The blueprint journal shows the ingenuity and time that were put into the historical innovation. In addition to the machine’s history, the paperwork used to file for the patent and newspaper articles written about Douglass and his Laff Box will be included in the lot.

“This thing should be in a museum,” Presley said. “It should be in the Smithsonian or a broadcasting museum. This is a part of American television history. It was used on more than 20,000 shows in the 50s, 60s, 70s and maybe even beyond. To have it and the journals detailing the invention and use of the machine is just incredible.”

Presley has put a “conservative” $10,000 estimate on the Laff Box. However, he expects it to go much higher.
The machine has an impressive lineage – a
s detailed in the journal - extending back to the early days of television. Even comedian Milton “Mr. TV” Berle, saw the advantages of such mass media behavior modification.
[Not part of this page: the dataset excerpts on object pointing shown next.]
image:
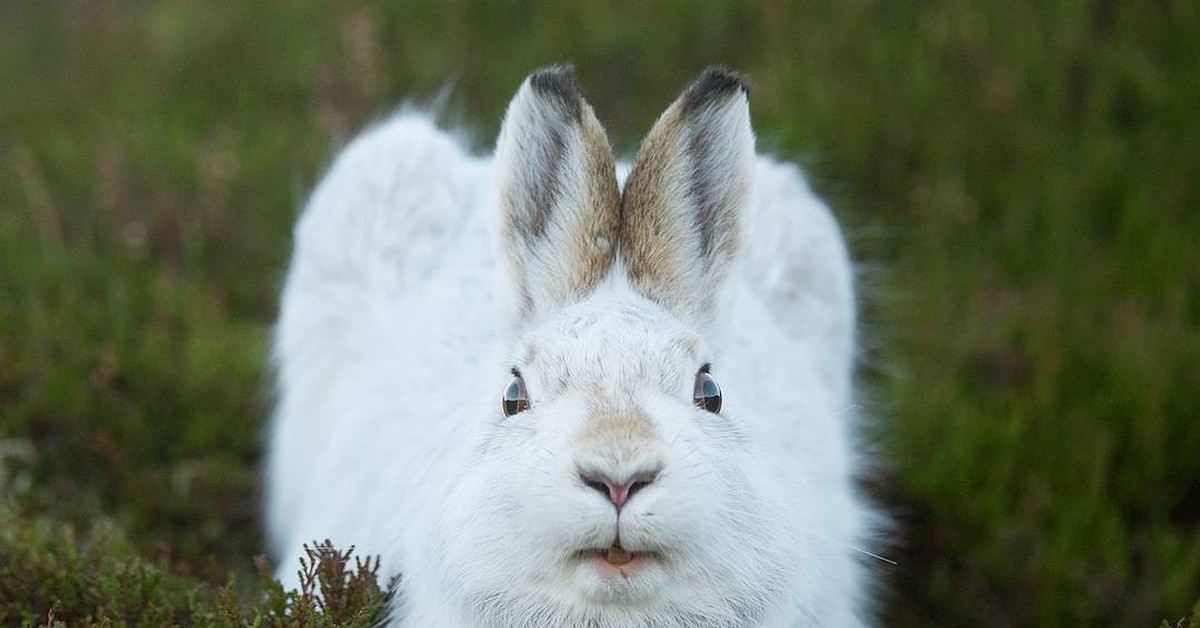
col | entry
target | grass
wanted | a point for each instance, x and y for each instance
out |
(1018, 179)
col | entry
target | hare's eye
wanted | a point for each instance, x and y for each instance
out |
(515, 399)
(707, 394)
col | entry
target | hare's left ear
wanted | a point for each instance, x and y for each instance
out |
(683, 198)
(558, 193)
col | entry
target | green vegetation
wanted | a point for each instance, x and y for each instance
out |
(1019, 179)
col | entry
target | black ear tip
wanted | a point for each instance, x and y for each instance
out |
(715, 83)
(557, 83)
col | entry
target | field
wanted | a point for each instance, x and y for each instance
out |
(1018, 180)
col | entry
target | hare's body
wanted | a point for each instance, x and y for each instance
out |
(397, 336)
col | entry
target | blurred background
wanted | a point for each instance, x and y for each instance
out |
(1018, 180)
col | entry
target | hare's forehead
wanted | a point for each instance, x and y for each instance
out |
(593, 339)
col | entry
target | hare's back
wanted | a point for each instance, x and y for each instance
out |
(795, 259)
(382, 228)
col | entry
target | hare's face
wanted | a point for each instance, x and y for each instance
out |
(603, 492)
(613, 490)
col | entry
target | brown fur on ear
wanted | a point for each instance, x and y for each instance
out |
(558, 191)
(683, 197)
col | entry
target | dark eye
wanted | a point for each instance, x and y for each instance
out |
(515, 398)
(707, 394)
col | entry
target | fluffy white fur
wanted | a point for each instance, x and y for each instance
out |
(396, 339)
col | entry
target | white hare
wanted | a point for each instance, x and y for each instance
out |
(547, 400)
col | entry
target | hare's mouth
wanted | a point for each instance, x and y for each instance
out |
(618, 558)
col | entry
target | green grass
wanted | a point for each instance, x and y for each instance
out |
(1018, 178)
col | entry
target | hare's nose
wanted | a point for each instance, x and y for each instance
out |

While witnessing Douglass at work Berle was reported to say, “this joke didn’t get all that we wanted.” Douglass inserted a guffaw after the failed joke, and Berle said, “See? It was funny.”

And, it’s still funny today.

During an April sale, Presley could not resist the temptation to “test drive” the Laff Box.

“When someone won a piece, I’d hit the button for applause,” he said. “If I told a dumb joke and no one laughed, I could hit another button and avoid embarrassment. It’s actually an auctioneer’s best friend … we had it here, sitting in the office, and it got stuck – just laughing and carrying on – I thought our staff would split a gut.”

In inventing the Laff Box, Douglass not only made history, but also showed viewers “he who laughs last, laughs best.”